You only need ONE use of floating point to force a thread to trap off a small core that doesn't support it. How much Javascript code do you think is out there that does not use ANY math at all? If it sets a value, compares a value, anything then it will trap.

Once it has trapped to the big core you aren't going to let it move back to the little core because once it has trapped off you know it will happen again. Moving back and forth between big and little cores due to lack of instruction support (as opposed to being due to performance need) is going to waste a ton of power as you keep moving to a core with a cold D cache and TLB, needs icache refill, is missing BTB history, etc.

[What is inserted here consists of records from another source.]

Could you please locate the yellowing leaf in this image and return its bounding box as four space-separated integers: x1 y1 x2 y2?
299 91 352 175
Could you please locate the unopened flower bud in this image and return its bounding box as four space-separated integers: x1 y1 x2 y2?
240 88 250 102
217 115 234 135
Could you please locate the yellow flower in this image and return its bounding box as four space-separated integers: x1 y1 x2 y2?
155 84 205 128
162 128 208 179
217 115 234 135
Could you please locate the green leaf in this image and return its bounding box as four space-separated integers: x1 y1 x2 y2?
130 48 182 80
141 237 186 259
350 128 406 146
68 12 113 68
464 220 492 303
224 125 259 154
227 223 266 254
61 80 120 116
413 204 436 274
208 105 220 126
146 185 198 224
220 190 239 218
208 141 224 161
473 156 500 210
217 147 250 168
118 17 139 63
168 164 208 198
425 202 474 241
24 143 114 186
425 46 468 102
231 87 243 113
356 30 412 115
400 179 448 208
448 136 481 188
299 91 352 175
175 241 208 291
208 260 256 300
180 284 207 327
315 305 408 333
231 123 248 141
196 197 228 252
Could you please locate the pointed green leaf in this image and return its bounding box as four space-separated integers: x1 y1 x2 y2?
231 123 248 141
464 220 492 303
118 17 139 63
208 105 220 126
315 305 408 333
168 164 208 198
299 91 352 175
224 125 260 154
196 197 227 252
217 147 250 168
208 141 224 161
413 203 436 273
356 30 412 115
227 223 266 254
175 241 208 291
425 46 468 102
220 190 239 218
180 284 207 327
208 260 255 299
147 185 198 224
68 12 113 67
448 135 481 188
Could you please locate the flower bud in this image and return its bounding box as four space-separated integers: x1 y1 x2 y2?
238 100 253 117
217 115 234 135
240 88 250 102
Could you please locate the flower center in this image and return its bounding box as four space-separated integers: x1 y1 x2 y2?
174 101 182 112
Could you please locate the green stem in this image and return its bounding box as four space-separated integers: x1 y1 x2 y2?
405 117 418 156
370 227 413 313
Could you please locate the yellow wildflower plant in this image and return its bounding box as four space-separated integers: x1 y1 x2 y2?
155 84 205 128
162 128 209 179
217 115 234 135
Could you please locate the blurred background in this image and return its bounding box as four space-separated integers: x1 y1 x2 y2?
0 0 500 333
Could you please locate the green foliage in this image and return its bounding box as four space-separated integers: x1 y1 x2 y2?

It seems like the goalposts are moving if now you say you're talking about a core with less FP resources. Well OF COURSE the little core will have fewer FP resources, as well as fewer int resources, fewer load/store resources, and less of everything really. That's absolutely not what was being argued at all. The post I originally replied to was talking about cutting instructions / ISA support out of the small core, not having it be narrower or in order.
 
Last edited:
  • Like
Reactions: scineram

Doug S

Platinum Member
Feb 8, 2020
2,269
3,522
136
@Doug S I mentally pictured a user recording where the user were moving the mouse around crazily while one hand typing out a reply and got a laugh out of it, so thanks for that :D Luckily browser interaction isn't the only use case, given this could work everywhere all the time in a software agnostic fashion.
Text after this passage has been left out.